8 Comments
Dec 2, 2023Liked by Ben Recht

Hi Ben, I've enjoyed your blog posts a lot! As you said, these last few blog posts have been controversial indeed, but I believe the RL (and especially game-theoretic RL) community benefits greatly from these. You provide a healthy dose of skepticism and reflection; we should never stop asking whether the work we are doing can truly make an impact. As someone from this community (though obviously I don't speak for anyone else), I wanted to offer some responses as well, and ask your opinions on them. Perhaps at this point I should probably just write a separate article myself given the length but here we are.

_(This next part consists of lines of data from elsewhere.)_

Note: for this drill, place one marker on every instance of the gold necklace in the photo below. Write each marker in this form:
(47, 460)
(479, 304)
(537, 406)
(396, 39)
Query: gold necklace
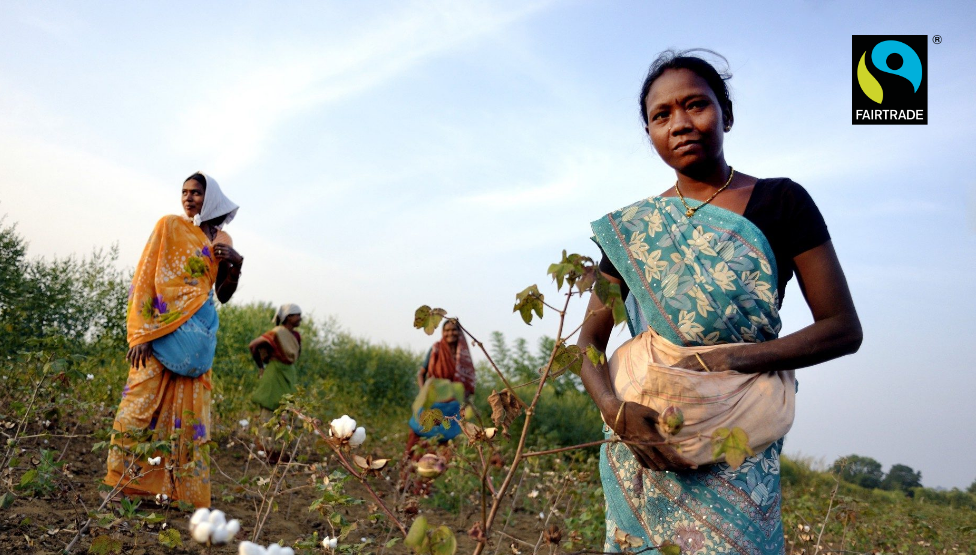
(689, 211)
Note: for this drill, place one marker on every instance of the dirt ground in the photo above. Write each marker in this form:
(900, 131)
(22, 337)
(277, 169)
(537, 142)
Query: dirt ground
(46, 525)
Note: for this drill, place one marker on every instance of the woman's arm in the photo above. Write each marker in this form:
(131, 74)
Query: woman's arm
(635, 422)
(835, 331)
(228, 270)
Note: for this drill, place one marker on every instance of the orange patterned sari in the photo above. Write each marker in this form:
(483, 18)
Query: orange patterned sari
(172, 281)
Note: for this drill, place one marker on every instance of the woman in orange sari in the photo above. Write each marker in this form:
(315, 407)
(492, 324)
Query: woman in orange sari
(448, 359)
(172, 323)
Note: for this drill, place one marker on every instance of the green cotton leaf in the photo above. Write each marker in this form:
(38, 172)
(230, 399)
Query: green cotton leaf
(529, 301)
(428, 318)
(574, 269)
(561, 270)
(153, 518)
(105, 545)
(417, 533)
(567, 358)
(170, 538)
(442, 541)
(430, 418)
(596, 356)
(734, 444)
(28, 477)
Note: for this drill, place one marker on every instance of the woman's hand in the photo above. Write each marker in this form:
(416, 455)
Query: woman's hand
(226, 253)
(140, 354)
(636, 426)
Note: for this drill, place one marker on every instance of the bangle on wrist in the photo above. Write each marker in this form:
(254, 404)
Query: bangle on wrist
(620, 412)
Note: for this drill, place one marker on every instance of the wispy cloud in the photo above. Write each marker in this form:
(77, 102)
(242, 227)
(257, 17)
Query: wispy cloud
(236, 118)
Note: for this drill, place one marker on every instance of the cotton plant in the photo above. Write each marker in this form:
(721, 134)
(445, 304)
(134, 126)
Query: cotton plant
(345, 430)
(212, 527)
(250, 548)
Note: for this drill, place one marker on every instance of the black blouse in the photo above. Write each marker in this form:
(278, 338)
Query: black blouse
(786, 214)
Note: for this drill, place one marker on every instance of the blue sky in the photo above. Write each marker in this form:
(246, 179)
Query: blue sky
(393, 154)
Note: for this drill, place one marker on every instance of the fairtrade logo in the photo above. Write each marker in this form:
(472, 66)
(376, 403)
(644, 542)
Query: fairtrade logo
(892, 69)
(910, 69)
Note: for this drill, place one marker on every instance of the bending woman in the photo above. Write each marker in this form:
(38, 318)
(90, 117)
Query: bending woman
(275, 352)
(706, 263)
(172, 327)
(448, 359)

The summary is that I believe we can learn much more from games and game theory, but the existing work is in an exceedingly narrow subset of settings (finding Nash equilibria in 2-player zero-sum games) and the community has overemphasized this existing narrow work because it's been hard. Recently, attention has turned more towards 3-player+, general-sum settings that are not purely competitive, which does require understanding and responding to non-rational agents in a manner that's applicable to complex, messy, poorly defined real life situations, in a way that existing narrow game-theoretic RL work is not. We’ve made promising initial progress here and I argue this could be the very key to addressing previous deficiencies in the applicability of game theory.

=================

You argue that computer gameplay has yielded little insight for building superintelligence or more broadly applicable systems, and thus the main interesting aspect is what computers taught us about individual games. I'd dispute this point. We crawl before we can walk and run, and despite huge advances in game-theoretic RL, we are yet only recently beginning to walk instead of crawl. Your critiques on the gap between existing utility versus claimed benefits of classical game theory, RL, and together, game-theoretic RL, are legitimate. The research community and the media have greatly overstated how broadly useful these approaches are. We're claiming to be Olympic sprinters when we've just gotten to our feet. We can't outrun a toddler, not to mention Usain Bolt.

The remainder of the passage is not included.